Camp Bay by Kim Foreman

Camp Bay 

I’m longing to feel like myself again. The winter has been long and dark — cold and bleak. My mind has been as grey as the sky, my brain foggy and confused. I step onto the metal ladder, its rungs warm under my feet from the sun’s rays. I’m back in my special place. There’s no one around — the bay is empty. I’ll have ‘my spot’ to myself for a few hours.

I look out at the sea. The peaks on the gentle waves are liquid glitter, sparkling like thousands of actual diamonds. The water laps at my toes as the waves reach me on the ladder. The coldness of the water momentarily takes my breath away, but I’m already starting to feel revitalised. I peer across the distance — Spain is just a hazy outline in the shimmering heat, and I have to squint to shield my eyes from the glare.

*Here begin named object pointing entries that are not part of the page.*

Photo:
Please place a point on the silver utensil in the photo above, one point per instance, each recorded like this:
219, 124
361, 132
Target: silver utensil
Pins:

The water calls to me, and I can’t wait to be beneath the surface in my underwater world. Reaching the last step on the ladder, I dive into the blue — no hesitation. The water welcomes me, instantly kisses my skin and soothes my mind. All thoughts are gone. My head is finally clear. I swim deeper, at one with the sea and my surroundings. Down and down, I go, with only the sunlight piercing the surface.

I’m finally me again. Finally free.

Responses

We live on different islands, yet how uncannily similar are the feelings and emotions we experience in each of our locations — Gibraltar vs Orkney. After long years of living in a noisy, bustling city that often felt like a prison, I empathise thoroughly with the notions described after emerging from the cold and darkness of a long winter. Standing on the shore, with the sand between my toes, looking out to sea, I gaze into infinity, that liminal place where water and sky meet. Suddenly the dark clouds of all my worries fade away. I see things more clearly and I feel free.